Ja aber ...hören wir immer wieder.

"Kaffee aus dem fairen Handel ist doch viel zu teuer."

Ja, eine Tasse fair gehandelter Kaffee kostet ein paar Cent mehr. Wie viele Tassen trinken Sie denn? Können Sie es verantworten, dass für Ihren Kaffee Menschen ausgebeutet werden oder ist Ihnen eine menschenwürdige Existenz der Erzeuger ein paar Cent am Tag wert?

Ja aber ..."Man kann doch so wenig tun. Es bringt ja doch nichts."

Etwas kann jede/r tun. Nicht alles kostet Geld. Vieles bringt sogar eine Ersparnis.

Wenn nur eine/r auf ein bestimmtes unfaires Produkt verzichten würde, passierte tatsächlich nichts. Sie sind aber nicht allein! Wenn  viele Menschen auf dieses Produkt verzichten, und den Hersteller wissen lassen, warum sie es tun, dann üben die Verbraucher ziemlich viel Macht aus.

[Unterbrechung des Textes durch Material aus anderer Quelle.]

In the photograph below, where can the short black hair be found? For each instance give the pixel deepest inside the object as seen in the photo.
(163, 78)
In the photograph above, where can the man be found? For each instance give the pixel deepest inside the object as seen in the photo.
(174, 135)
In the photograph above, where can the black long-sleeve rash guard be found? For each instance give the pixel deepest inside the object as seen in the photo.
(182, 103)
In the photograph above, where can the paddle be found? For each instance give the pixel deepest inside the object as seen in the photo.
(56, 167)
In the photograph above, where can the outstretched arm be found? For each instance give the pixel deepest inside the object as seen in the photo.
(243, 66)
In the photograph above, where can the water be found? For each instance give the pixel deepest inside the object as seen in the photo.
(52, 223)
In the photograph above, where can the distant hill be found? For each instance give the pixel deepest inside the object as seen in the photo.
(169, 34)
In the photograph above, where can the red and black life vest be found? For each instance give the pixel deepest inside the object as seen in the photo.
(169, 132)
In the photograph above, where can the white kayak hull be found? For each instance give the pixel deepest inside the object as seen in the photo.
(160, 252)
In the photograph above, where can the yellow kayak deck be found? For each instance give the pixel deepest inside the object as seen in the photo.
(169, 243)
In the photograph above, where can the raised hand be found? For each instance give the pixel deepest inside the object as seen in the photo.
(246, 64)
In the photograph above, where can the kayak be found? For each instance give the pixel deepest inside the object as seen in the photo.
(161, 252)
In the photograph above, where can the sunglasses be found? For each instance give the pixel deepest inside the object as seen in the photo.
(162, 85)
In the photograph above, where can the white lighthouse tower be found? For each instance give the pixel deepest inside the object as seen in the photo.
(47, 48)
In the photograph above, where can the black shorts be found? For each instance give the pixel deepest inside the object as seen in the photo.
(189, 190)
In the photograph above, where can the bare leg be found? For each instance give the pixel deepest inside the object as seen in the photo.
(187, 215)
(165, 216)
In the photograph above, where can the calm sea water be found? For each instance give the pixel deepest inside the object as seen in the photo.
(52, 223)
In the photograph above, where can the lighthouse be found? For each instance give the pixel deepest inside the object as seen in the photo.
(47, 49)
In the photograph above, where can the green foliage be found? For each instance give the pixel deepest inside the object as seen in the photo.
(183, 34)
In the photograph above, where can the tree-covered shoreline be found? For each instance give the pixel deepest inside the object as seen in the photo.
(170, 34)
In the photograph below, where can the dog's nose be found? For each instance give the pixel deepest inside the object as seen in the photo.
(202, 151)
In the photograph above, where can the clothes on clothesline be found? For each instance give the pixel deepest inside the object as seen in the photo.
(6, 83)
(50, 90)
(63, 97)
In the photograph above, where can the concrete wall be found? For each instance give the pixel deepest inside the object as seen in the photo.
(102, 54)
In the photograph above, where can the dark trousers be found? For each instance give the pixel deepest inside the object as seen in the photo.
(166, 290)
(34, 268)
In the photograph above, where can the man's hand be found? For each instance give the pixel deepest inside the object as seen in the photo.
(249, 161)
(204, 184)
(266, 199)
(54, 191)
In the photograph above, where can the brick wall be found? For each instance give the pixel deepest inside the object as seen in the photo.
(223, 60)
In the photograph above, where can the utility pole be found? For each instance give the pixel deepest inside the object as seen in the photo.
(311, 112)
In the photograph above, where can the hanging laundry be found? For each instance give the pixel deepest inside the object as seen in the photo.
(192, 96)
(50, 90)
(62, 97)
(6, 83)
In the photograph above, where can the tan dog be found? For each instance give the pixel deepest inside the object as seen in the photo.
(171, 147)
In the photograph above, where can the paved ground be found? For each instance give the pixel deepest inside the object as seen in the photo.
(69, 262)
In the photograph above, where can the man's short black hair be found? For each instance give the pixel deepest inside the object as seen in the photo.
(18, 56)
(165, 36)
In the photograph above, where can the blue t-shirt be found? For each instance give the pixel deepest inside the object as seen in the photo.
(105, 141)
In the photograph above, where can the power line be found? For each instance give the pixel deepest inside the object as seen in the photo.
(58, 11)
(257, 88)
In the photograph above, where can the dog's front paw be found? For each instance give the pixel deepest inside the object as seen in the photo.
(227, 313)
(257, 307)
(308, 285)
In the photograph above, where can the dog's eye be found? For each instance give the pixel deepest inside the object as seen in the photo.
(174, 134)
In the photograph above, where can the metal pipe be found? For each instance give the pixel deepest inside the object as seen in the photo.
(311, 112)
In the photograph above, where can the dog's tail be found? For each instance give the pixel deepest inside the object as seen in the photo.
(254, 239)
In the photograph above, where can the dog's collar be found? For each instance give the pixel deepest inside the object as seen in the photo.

Der Hersteller muss sein Verhalten ändern, um die Kundengruppe, die verzichtet, zurückzugewinnen.

Genug der Theorie: nebenstehend Tipps, was Sie tun können.

1. Kaffee und Tee aus dem Fairen Handel kaufen

2. Geschenke: wunderschöne Geschenkartikel, Kunstgewerbe usw. aus dem Fairen Handel

3. Bevorzugen Sie Fair gehandelte Produkte vor anderen

4. Blumen nur mit Fair Handels oder FLP Siegel kaufen

5. Statt importierter Blumen, Blumen vom Freilandfeld kaufen

6. Wenn Sie einen handgeknüpften Teppich kaufen, dann bitte mit Goodweave Siegel

7.Fußbälle nur aus dem Fairen Handel

8. Informieren Sie sich, welche Fische aus nachhaltiger Fischerei oder Zucht stammen: im Zweifelsfall kaufen Sie Fisch mit dem MSC Siegel

9. Wenn Sie Holz oder holzhaltige Produkte kaufen achten sie auf des FSC Siegel z.B. bei

10 - Bauholz

11. -Möbel

12. -Musikinstumente

13. -Papier

12. Immer wenn es Ihnen gelingt Energie zu sparen, tun Sie etwas für die Umwelt und gegen den Klimawandel

13. Licht aus in Räumen, in denen Sie sich nicht aufhalten!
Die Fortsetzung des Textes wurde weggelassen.